The Royal Grenada Police Force (RGPF) will have to come up with a strategy to offer greater security and protection to the public when in the city of St. George’s.
Two recent shooting incidents involving the use of firearms by questionable persons should send home the message to the hierarchy of the Force that something has to be done quickly to stamp out the spate of unlawful activities in the heart of the town.
A stray bullet could have easily taken the life of an innocent person who was going about his/her lawful business in the city.
There were complaints from some sections of the public that those arms of the force responsible for combating such menace took too long to arrive on the scene.
This is something that has to be looked at by the RGPF hierarchy in light of the fact that there is no permanent police post in the heart of the city.
With the removal of the Criminal Investigation Department (CID) from Hillsborough Street some time ago, there is no visible police place within an arm’s length of the Market Square and those other busy streets in the city.
The powers-that-be should give some thought to doing a facelift on the Town Hall building and putting it at the disposal of the police to have a greater presence in the town from a security point of view.
THE NEW TODAY is not advocating the need for the country to be turned into a police state.
The fact of the matter is that there is a cruise ship terminal in the city and one should look at the capability and capacity of the Security Forces to respond within minutes to any potential threat in and around that facility.
The area known as “Jam Rock” in the Market Square is turning out to be a “hotbed” and should be addressed by our law enforcement officials as a matter of urgency.
This newspaper has reason to believe that the police are fully aware of some of the activities – at this infamous place in the city.
“Jam Rock” would have been put under “heavy, heavy manners” during the 1979-83 Grenada Revolution as the Security Forces adopted a zero tolerance approach to certain illegal activities in the country.
The Acting Commissioner of Police, Winston James and the other members of the High Command must not be seen to be doing nothing or giving the appearance of being lame ducks while certain elements run amuck in the city.
Two shooting incidents in Town within a month are two incidents too much.
Those in charge of security in the country should see the latest shootings as a warning to citizens that all is not well on the home front and something is definitely wrong and “we need to wet the smoke before it reaches the stage of a burning fire”.
THE NEW TODAY would like to make some passing comments about the just-ended Labour Day celebrations in Grenada.
As expected, the workers used the occasion to express their feelings about their current economic and financial situation in light of the effects of government’s taxes on their spending power through the austerity measures that came with the Structural Adjustment Programme.

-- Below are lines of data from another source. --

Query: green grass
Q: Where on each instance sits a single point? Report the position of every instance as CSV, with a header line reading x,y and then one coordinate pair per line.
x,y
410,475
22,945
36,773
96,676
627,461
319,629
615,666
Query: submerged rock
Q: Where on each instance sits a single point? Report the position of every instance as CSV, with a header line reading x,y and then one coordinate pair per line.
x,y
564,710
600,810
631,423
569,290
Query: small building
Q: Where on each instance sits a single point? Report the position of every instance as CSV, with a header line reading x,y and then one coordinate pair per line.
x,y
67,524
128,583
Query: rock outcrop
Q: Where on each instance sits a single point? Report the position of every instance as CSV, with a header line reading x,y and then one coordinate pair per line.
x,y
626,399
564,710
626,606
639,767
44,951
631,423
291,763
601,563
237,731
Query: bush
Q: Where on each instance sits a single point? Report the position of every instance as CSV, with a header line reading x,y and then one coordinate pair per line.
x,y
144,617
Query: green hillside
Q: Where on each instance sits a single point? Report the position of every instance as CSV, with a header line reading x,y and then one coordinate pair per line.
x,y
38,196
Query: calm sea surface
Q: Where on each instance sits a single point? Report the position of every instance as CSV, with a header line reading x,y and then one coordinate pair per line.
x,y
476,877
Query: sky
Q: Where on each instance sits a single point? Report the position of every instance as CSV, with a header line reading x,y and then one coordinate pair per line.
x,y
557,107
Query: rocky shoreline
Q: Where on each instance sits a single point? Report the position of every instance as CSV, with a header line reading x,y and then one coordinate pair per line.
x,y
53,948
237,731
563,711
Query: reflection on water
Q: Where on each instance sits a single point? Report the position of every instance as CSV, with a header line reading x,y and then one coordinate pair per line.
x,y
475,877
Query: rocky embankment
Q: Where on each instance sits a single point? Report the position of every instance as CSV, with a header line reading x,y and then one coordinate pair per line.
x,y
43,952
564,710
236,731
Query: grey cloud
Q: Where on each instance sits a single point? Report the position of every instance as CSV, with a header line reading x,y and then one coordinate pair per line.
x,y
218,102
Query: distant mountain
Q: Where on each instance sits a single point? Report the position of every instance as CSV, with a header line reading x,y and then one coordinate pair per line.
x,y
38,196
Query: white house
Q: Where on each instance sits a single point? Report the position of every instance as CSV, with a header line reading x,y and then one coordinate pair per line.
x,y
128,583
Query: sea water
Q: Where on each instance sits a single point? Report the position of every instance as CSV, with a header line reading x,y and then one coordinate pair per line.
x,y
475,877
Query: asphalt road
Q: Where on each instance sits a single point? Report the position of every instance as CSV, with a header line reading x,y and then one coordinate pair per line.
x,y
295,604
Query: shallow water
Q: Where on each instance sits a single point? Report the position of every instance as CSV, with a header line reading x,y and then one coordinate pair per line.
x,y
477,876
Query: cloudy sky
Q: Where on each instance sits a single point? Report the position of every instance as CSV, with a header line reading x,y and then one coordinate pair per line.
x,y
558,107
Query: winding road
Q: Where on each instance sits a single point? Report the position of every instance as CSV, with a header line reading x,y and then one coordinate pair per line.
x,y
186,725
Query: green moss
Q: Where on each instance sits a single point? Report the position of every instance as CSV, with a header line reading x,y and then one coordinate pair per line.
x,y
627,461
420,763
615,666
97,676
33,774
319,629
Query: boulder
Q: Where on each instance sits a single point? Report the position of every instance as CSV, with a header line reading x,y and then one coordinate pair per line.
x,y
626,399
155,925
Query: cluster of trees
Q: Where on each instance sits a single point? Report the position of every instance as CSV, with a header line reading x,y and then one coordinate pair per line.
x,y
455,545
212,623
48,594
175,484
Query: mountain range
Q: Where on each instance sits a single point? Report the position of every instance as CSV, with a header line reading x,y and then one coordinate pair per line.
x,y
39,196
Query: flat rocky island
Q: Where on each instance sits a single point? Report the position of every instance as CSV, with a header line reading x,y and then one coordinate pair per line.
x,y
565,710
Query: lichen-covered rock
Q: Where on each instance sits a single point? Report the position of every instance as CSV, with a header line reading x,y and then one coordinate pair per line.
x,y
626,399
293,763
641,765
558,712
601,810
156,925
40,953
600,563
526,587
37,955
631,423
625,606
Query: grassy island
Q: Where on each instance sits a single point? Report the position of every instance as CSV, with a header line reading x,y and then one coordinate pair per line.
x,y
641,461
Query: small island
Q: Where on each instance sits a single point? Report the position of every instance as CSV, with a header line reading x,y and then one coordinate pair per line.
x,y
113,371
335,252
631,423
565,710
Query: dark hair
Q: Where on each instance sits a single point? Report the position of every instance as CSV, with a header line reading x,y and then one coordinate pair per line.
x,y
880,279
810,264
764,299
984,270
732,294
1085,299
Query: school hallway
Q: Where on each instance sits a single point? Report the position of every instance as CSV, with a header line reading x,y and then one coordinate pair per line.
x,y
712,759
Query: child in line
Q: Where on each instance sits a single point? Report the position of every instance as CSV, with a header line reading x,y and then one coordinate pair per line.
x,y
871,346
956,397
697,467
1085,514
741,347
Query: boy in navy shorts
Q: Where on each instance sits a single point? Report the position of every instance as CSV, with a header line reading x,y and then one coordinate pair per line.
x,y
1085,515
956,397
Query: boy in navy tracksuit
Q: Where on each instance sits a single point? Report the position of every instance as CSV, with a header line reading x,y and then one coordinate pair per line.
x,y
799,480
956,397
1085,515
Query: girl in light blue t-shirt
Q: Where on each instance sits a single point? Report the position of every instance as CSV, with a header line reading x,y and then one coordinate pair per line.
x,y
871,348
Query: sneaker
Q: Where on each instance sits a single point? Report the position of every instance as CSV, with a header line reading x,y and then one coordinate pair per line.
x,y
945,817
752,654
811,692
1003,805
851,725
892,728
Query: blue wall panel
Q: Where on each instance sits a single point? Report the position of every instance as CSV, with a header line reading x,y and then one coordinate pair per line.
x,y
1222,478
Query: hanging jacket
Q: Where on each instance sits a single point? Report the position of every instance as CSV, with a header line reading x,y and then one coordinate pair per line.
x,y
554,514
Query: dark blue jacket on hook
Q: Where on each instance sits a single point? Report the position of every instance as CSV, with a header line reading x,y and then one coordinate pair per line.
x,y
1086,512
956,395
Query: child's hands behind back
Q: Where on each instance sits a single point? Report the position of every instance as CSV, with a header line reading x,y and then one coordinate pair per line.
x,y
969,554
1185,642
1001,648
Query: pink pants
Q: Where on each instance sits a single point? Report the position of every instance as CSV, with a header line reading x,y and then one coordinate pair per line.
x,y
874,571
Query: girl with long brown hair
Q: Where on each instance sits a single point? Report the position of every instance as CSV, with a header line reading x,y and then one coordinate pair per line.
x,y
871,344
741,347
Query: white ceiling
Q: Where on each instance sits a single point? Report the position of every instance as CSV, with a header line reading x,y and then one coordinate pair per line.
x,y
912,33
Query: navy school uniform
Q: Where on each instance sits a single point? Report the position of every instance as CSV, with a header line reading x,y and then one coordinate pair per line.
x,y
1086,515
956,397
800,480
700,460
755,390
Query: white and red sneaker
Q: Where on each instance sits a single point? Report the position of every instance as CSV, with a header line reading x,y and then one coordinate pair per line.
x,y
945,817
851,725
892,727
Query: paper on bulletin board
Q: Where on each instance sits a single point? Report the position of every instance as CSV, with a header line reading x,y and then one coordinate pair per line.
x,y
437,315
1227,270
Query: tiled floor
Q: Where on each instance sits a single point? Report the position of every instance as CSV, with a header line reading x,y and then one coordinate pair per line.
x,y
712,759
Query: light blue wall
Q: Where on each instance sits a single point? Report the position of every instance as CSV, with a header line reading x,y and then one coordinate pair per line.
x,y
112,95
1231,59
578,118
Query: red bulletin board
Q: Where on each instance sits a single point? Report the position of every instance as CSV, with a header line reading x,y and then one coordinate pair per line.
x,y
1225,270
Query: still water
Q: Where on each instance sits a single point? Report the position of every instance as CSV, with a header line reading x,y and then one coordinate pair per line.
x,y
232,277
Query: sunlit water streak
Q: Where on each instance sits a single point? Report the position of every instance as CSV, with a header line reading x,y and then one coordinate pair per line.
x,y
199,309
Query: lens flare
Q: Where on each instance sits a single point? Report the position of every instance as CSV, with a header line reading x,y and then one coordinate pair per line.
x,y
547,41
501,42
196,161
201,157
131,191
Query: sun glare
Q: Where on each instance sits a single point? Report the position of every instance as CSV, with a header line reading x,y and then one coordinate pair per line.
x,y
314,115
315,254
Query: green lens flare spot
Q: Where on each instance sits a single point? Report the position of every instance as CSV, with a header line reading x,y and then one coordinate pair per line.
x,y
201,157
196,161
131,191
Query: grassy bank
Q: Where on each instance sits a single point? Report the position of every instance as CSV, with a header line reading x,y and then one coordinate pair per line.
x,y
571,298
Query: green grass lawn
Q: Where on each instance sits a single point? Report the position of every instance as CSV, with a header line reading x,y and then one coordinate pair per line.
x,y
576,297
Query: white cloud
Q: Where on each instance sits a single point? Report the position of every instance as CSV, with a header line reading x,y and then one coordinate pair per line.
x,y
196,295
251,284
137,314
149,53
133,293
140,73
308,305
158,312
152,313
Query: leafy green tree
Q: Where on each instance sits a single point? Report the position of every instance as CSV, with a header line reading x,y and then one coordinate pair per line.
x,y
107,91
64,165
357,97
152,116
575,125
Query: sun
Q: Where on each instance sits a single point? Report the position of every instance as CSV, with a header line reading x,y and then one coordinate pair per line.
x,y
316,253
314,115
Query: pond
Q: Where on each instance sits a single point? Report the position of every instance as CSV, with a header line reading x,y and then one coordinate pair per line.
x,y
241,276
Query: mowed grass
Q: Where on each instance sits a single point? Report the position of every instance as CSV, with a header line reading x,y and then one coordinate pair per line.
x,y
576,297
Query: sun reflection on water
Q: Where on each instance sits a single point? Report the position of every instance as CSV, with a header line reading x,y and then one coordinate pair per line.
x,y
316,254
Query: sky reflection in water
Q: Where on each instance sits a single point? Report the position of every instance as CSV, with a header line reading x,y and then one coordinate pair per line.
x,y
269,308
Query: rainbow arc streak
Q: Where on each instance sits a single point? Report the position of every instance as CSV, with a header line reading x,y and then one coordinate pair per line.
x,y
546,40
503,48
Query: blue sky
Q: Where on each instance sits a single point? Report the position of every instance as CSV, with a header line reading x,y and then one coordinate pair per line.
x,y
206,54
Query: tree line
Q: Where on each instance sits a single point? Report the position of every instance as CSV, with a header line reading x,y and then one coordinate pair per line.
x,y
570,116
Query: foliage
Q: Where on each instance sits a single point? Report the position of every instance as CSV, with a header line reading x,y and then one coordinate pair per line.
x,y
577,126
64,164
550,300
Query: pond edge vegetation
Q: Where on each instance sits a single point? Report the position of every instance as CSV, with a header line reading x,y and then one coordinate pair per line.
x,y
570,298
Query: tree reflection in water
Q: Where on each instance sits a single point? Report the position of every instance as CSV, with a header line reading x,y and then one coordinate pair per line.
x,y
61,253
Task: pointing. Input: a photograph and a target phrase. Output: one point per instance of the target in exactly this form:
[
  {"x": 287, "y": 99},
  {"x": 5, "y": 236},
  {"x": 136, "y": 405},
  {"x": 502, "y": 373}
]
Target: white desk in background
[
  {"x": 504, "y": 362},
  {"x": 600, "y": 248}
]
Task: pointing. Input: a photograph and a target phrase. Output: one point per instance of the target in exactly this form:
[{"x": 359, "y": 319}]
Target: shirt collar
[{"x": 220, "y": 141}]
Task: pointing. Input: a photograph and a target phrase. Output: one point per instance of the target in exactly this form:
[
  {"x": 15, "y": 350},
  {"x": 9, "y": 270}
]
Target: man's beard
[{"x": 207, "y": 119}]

The President of the Grenada Trades Union Council (GTUC), Kenny James officially put government on notice that with the election drawing nearer, the workers will be judging them on Decision Day based on their failure to address a number of burning issues affecting them such as Pension and long outstanding increment payments.
The biggest disappointment for this newspaper was the failure of the General Secretary of the Caribbean Congress of Labour (CCL), Senator Chester Humphrey to sit on the platform with the other union leaders and official dignitaries who were invited for the event in St. Patrick.
The CCL is widely regarded as the umbrella body for all trade unions in the Caribbean region.
A Grenadian now holds the prestigious post of CCL General Secretary and was known to be in the country on Labour Day but somehow choose to send a solidarity message and absent himself from the official proceedings.
It is true that Sen. Humphrey has lost face with a vast majority of workers in the country especially members of the Technical & Allied Workers Union (TAWU) where he was forced to take a back seat and pass over the leadership to Andre Lewis.
Sen. Humphrey would have did the CCL a disservice by being in the country and not presenting himself in person on Labour Day on behalf of an organisation that sees itself as a champion for the working class people throughout our Caribbean region.
Shame on the CCL and its General Secretary for what we deem as nothing but reprehensible and despicable behaviour towards Grenadian workers on Labour Day.